Thank you to our guest speakers today for sharing such a moving and important story—and let it be known that Bui Tuong Phong was a man robbed of many years of life, but his incredible legacy lives on.
With week one wrapped up, the SGI 2024 fellows embark on a first adventure into their respective research projects. Today, most of the teams would have already had their first meeting. As we dive deeper into various topics, I wish to write a record of week one– our tutorial week.
Our first day, Monday, 8 July 2024, began with a warm welcome by Dr. Justin Solomon, SGI Director. Without wasting any time, we dove into the introductory material of geometry processing with the guidance of Dr. Oded Stein, who also served as the tutorial week chair. We then had a session on visualizing 3D data with Dr. Qingnan Zhou, a research engineer at Adobe Research.
It is one of the guiding philosophies of SGI that many of the fellows come from various backgrounds. I thought to myself, “not everyone will be at the same skill-level.” To my pleasant surprise, Dr. Stein’s material covered the absolute basics bringing everyone on the call to the same page, or rather presentation slide. The remaining four days followed the same principle, which is something I found admirable.
Our second day, slightly more complicated, was all about parameterization. The introduction was delivered by Richard Liu, a Ph.D. student at the University of Chicago, followed by a lecture on texture maps using PyTorch and texture optimization by Dale Decatur, also a Ph.D. student at UChicago. As a part of their lecture, Richard and Dale also assisted in setting up Jupyter notebooks to complete exercises– it was great help to those new to using such tools.
Since day two was slightly more complicated, there were many great, deep questions about the material. I want to point out the commendable job of the TAs and lecturers themselves on their quick turnaround, succinct answers, and vast resourcefulness. So many papers and articles were exchanged to enhance understanding!
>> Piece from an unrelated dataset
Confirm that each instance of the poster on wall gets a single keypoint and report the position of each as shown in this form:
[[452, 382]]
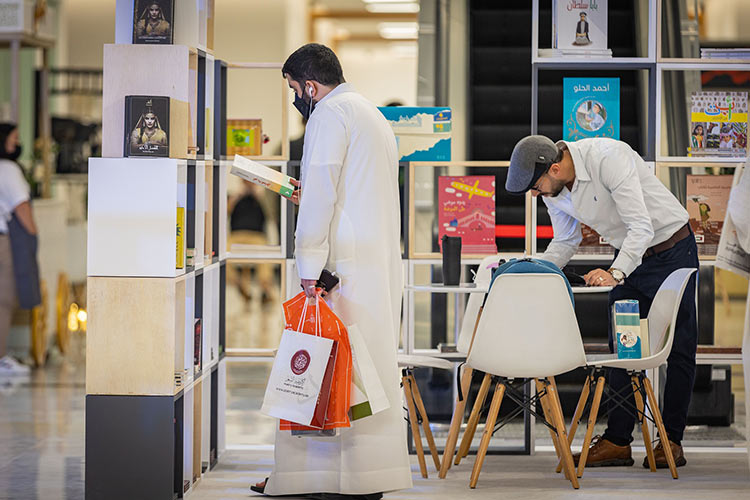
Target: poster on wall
[[146, 126], [718, 124], [591, 108], [153, 21], [466, 208], [707, 198], [580, 27]]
Our third day was a day of realism. Soon-to-be faculty member at Columbia University, Silvia Sellán, covered how the academic community represents 2D- and 3D-shapes. Silvia emphasized the needs of the industry and academic community and offered the pros and cons of each representation. It all came down what a problem needs and what data is available to solve the problem. Silvia also offered a taste of alternate application to common methods and encouraged the 2024 fellows to do the same as they pursue research. The day ended with a guest appearance by Towaki Takikawa, a Ph.D. student from the University of Toronto. Towaki spoke about alternate geometry representations and neural fields with some live demos.
Day four dove deeper into geometry processing algorithms– a special focus on the level-of-detail methods. Which, having understood it, is really intuitive and neat thing to have in our toolbox! This material was taught by Derek Liu, a research scientist at Roblox Inc., and Eris Zhang, a Ph.D. student at Stanford. These talks were the most technical in the tutorial week. I think all the fellows appreciated Derek’s and Eris’s help toward the end of the day to stay back and assist everyone with the exercises.
Our last day was with Dr. Nicholas Sharp, a research scientist at NVIDIA who is also the author of a community-favorite software program, Polyscope. Dr. Sharp focused on what I think is the most important skill in all of programming: debugging. What if we get bad data? How do we deal with data that is beyond what is ideal? Day five was all about code-writing practices and debugging relating to these questions. While this day was technical, Dr. Sharp made it intuitive and easy-to-digest. We also had a complementary session by guest speaker Zachary Ferguson, a postdoc at MIT, on dealing with floating points in collision detection.
Five days of studying all kinds of new things. I, for one, am excited to work on my first project. With such a robust introduction, I feel more confident, as I am sure do others. Good luck to all the fellows, mentors, and volunteers!